15.2 The Pearson Correlation Coefficient

The Pearson correlation coefficient is a statistic that quantifies a linear relation between two scale variables.

The most widely used correlation coefficient is the Pearson correlation coefficient, a statistic that quantifies a linear relation between two scale variables. In other words, a single number is used to describe the direction and strength of the relation between two variables when their overall pattern indicates a straight-line relation. The Pearson correlation coefficient is symbolized by the italic letter r when it is a statistic based on sample data and by the Greek letter ρ (written as “rho” and pronounced “row,” even though it looks a bit like the Latin letter p). We use ρ when we’re referring to the population parameter for the correlation coefficient, such as when we’re writing the hypotheses for significance testing.

Calculating the Pearson Correlation Coefficient

The correlation coefficient can be used as a descriptive statistic that describes the direction and strength of an association between two variables. However, it can also be used as an inferential statistic that relies on a hypothesis test to determine whether the correlation coefficient is significantly different from 0 (no correlation). In this section, we construct a scatterplot from the data and learn how to calculate the correlation coefficient. Then we walk through the steps of hypothesis testing.

EXAMPLE 15.3

Every couple of semesters, we have a student who avows that she does not have to attend statistics classes regularly to do well because she can learn it all from the book. What do you think? Table 15-2 displays the data for 10 students in one of our recent statistics classes. The second column shows the number of absences over the semester (out of 29 classes total) for each student, and the third column shows each student’s final exam grade.

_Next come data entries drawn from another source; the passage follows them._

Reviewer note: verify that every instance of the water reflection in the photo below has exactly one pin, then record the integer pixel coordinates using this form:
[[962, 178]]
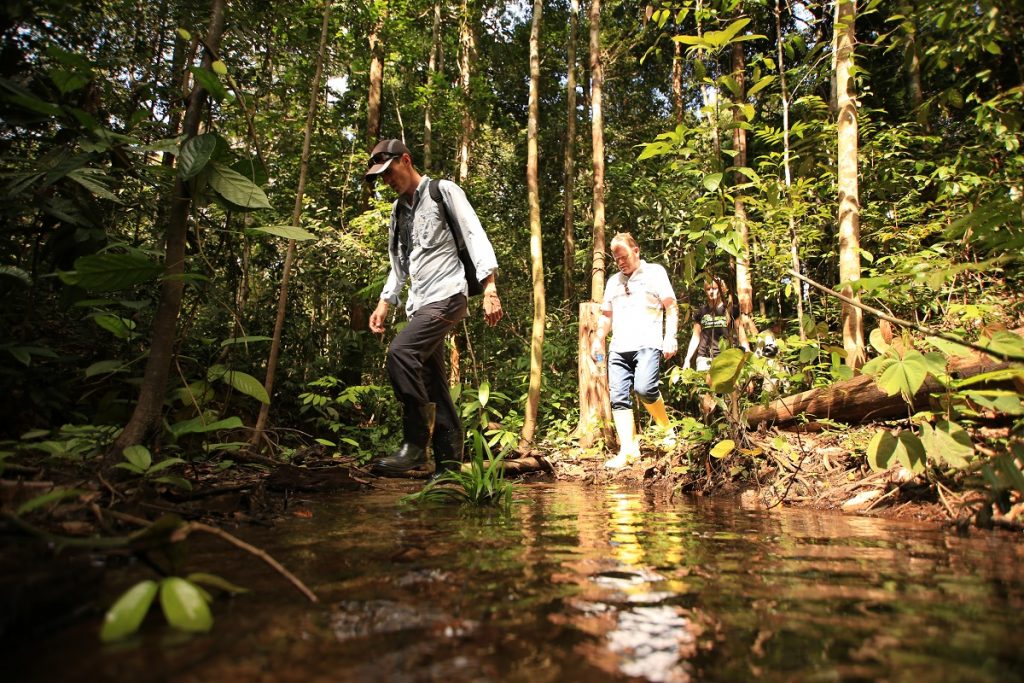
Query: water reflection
[[585, 584]]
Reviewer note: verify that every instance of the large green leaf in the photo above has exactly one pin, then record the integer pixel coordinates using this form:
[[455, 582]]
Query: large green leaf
[[196, 153], [125, 615], [725, 369], [881, 450], [947, 442], [183, 604], [247, 384], [237, 188], [138, 456], [107, 272], [197, 426], [904, 375], [289, 231]]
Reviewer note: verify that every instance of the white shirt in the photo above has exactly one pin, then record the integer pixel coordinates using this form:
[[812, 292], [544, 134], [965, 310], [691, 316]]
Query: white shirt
[[637, 316]]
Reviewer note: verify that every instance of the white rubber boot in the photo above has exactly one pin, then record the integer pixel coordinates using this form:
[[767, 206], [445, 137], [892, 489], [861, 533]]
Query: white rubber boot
[[629, 450]]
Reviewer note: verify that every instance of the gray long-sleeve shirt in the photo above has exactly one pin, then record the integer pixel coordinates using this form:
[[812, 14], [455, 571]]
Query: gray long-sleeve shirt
[[425, 251]]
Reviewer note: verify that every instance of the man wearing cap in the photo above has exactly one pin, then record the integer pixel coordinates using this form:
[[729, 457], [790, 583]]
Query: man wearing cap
[[422, 250]]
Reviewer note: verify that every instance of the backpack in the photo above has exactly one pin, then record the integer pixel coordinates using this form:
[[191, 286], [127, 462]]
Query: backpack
[[475, 288]]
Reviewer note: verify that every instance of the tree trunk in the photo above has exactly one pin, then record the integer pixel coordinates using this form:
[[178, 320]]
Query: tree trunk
[[794, 244], [859, 399], [151, 401], [568, 221], [597, 136], [744, 291], [376, 87], [536, 239], [435, 48], [849, 202], [279, 326], [468, 48], [595, 411]]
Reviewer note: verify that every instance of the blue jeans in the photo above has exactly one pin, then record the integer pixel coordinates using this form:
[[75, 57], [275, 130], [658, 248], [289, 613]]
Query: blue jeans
[[634, 371]]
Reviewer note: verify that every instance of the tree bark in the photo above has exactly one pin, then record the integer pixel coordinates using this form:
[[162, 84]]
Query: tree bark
[[794, 244], [536, 238], [151, 401], [435, 48], [859, 399], [595, 411], [568, 221], [849, 202], [468, 47], [279, 326]]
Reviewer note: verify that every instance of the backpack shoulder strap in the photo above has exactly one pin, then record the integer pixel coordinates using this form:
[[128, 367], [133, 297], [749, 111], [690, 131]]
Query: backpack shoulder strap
[[435, 195]]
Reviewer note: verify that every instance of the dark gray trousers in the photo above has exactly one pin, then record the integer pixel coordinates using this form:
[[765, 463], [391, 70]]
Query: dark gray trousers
[[418, 369]]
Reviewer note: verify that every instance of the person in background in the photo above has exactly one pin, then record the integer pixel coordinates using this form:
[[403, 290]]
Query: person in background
[[423, 250], [712, 323], [639, 308]]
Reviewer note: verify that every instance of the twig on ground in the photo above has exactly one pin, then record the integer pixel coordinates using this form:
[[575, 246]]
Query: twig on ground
[[185, 529]]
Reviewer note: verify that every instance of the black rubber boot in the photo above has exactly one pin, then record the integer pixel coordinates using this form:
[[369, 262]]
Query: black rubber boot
[[448, 445], [418, 427]]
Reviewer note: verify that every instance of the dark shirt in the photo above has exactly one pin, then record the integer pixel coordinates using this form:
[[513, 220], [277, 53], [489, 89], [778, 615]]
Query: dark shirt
[[714, 325]]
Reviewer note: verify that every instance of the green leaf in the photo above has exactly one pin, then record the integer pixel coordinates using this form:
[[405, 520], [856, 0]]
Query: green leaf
[[723, 449], [209, 81], [948, 347], [105, 272], [125, 615], [247, 384], [183, 605], [138, 456], [44, 500], [904, 375], [245, 340], [216, 582], [712, 181], [175, 480], [289, 231], [196, 153], [1005, 343], [881, 450], [725, 370], [910, 452], [237, 188], [104, 368], [947, 442], [196, 426]]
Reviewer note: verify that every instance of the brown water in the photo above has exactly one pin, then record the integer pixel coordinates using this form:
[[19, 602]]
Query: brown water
[[583, 584]]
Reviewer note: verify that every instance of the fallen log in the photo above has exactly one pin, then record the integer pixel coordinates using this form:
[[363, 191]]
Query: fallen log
[[859, 399]]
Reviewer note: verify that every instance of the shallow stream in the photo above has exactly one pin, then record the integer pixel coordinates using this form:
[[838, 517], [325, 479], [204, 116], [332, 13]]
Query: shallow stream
[[581, 584]]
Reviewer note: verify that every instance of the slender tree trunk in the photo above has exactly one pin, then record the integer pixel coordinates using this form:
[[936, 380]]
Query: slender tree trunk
[[677, 82], [376, 88], [595, 411], [744, 290], [467, 43], [279, 326], [794, 244], [849, 201], [151, 401], [568, 222], [911, 62], [536, 239], [435, 47]]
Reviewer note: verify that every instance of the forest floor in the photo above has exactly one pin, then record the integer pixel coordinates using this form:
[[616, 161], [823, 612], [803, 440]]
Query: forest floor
[[821, 469]]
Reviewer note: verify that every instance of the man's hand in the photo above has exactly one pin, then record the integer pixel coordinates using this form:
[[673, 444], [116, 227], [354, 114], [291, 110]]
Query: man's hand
[[379, 316], [492, 306], [669, 347]]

Table : TABLE 15-2. Is Skipping Class Related to Statistics Exam Grades? Here are the scores for 10 students on two scale variables: number of absences from class in one semester and exam grade.
Student Absences Exam Grade
1       4       82      
2       2       98      
3       2       76      
4       3       68      
5       1       84      
6       0       99      
7       4       67      
8       8       58      
9       7       50      
10       3       78      

398

MASTERING THE CONCEPT

15.4: A scatterplot can indicate whether two variables are linearly related. It can also give us a sense of the direction and strength of the relation between the two variables.

Let’s begin with a visual exploration of the scatterplot in Figure 15-6. The data, overall, have a pattern through which we could imagine drawing a straight line, so it makes sense to use the Pearson correlation coefficient. Look more closely at the scatterplot. Are the dots clustered closely around the imaginary line? If they are, then the correlation is probably close to 1.00 or −1.00; if they are not, then the correlation is probably closer to 0.00.

Figure 15-6

Always Start with a Scatterplot Before calculating a correlation coefficient for the relation between number of absences from class and exam grade, we construct a scatterplot. If the relation between the variables appears to be roughly linear, we can calculate a Pearson correlation coefficient. We can also use the scatterplot to make a guess about what we expect from the correlation. Here, the correlation appears to be negative. The pattern of data goes down and to the right, and high scores on one variable are associated with low scores on the other. In addition, we would expect a somewhat large correlation— that is, fairly close to −1.00—because the data are fairly close to forming a straight line.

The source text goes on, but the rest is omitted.